I don't know of any system capable of doing what you describe. But if such a system existed it could just use publicly available videos from Facebook and Instagram. It wouldn't need its own social media platform to feed it data.



Such a system would be built on orders of the state and it would not be publicly or widely advertised, esp. in mainland China. Russia, for instance, has built SORM (deep packet introspection of the ISP traffic at the nationwide scale) – to monitor all internet activities of its citizens (on demand, not constantly), and its technical architecture is not widely known.

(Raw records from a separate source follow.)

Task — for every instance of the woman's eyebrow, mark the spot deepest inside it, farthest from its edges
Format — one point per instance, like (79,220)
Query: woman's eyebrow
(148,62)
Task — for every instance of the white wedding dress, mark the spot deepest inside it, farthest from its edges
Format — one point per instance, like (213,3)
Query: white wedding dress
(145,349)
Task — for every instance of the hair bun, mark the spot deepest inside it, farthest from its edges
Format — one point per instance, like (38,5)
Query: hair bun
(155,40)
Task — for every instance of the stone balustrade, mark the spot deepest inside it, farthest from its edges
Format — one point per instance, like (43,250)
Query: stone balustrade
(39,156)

Having a direct feed of videos being uploaded from the user's device is also advantageous as the higher resolution of the original video will provide more details before it is recomompressed for long term storage in a smaller resolution. Most importantly, Instagram and Twitter won't allow uncontrolled access to the content they host whereas a Chinese company simply does not have a choice and has to serve the content up on its state demands.

Until proven otherwise, it is safer to project that such a system exists.


Deep packet introspection is a completely different problem from the kind of facial recognition of people in video backgrounds that you envisage. Videos uploaded from cell phones are already MPEG-4 compressed and don't need re-encoding to be served. While it is true that social media companies don't allow unfettered access to their data, server farms for scraping web sites are a dime a dozen. I don't agree that it is safe to assume that systems there is no evidence for exists. It's one step removed from Chinese mind control viruses.